The rest of the names on Rouhani's list are either current ministers or their deputies and officials. A nominee for science minister has not been announced yet. Parliament is to vote later next week on the Cabinet.

Meanwhile, the new cabinet line-up was immediately criticized by reformists for its lack of women. The ministerial line-up, which must still be approved by parliament, also lacked minorities and actually increased the average age compared to Rouhani's first term. "The lack of women ministers shows we are treading water," Shahindokht Mowlaverdi, Rouhani's outgoing vice president for women's affairs, told the Etamad daily after news of the line-up was leaked.

Many on social media said Rouhani, a 68-year-old moderate cleric who whipped up reformist support to secure re-election in May, was failing to keep his campaign promises of greater diversity. "The people's message in the last two elections has had little reflection in the proposed cabinet," tweeted Mohammad Karroubi, son of jailed opposition leader Mehdi Karroubi. "How can you speak of equality of the entire nation and ignore women and religious minorities?" he added.
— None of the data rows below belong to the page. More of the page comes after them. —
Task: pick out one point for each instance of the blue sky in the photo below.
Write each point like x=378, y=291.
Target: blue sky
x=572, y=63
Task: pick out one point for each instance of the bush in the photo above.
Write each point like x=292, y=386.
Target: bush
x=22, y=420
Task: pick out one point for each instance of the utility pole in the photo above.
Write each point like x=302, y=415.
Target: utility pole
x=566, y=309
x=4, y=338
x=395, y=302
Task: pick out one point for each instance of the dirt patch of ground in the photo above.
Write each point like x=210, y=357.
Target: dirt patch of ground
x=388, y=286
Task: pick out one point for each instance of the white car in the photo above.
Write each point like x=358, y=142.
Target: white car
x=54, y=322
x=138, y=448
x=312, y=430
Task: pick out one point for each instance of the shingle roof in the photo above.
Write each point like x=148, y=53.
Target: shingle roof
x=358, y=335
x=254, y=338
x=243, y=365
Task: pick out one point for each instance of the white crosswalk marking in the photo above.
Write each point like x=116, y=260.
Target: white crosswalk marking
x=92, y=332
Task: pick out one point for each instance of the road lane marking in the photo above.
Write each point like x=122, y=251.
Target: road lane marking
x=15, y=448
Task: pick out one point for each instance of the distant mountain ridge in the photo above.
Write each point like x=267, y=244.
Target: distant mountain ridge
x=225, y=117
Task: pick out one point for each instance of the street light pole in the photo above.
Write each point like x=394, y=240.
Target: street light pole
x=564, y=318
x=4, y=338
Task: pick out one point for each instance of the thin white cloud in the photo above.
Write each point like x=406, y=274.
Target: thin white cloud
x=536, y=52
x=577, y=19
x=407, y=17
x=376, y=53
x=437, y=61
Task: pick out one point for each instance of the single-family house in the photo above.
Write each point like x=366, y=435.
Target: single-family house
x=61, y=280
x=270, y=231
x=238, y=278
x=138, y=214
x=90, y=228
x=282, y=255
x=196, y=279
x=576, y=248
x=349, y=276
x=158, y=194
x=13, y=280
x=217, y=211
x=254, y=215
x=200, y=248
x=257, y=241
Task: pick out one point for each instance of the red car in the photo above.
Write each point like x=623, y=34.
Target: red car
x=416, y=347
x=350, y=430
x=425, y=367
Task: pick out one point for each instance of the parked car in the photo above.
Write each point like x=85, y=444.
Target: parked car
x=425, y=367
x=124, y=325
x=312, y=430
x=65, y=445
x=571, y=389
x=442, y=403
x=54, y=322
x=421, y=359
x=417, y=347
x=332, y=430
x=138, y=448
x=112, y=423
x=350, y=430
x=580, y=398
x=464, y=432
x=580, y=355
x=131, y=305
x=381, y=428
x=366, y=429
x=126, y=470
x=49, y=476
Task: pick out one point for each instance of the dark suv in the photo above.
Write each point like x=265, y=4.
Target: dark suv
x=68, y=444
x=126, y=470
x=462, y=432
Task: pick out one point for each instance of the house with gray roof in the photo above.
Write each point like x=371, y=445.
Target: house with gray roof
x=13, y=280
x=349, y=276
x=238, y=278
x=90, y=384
In his first term, Rouhani did have three women among his large cohort of vice presidents, who do not require parliamentary approval. The sole female minister since Iran's 1979 Islamic revolution came under Mahmoud Ahmadinejad, Rouhani's hardline predecessor, whose health minister Marzieh Dastjerdi served between 2009 and 2013.

The 68-year-old Rouhani was sworn into office on Saturday. He was re-elected in May on the platform of pursuing a "path of coexistence and interaction with the world." Rouhani said he prefers "peace to war and reform to rigidness." His administration signed the 2015 landmark nuclear deal with world powers that curbed Tehran's uranium enrichment program in return for the lifting of international sanctions.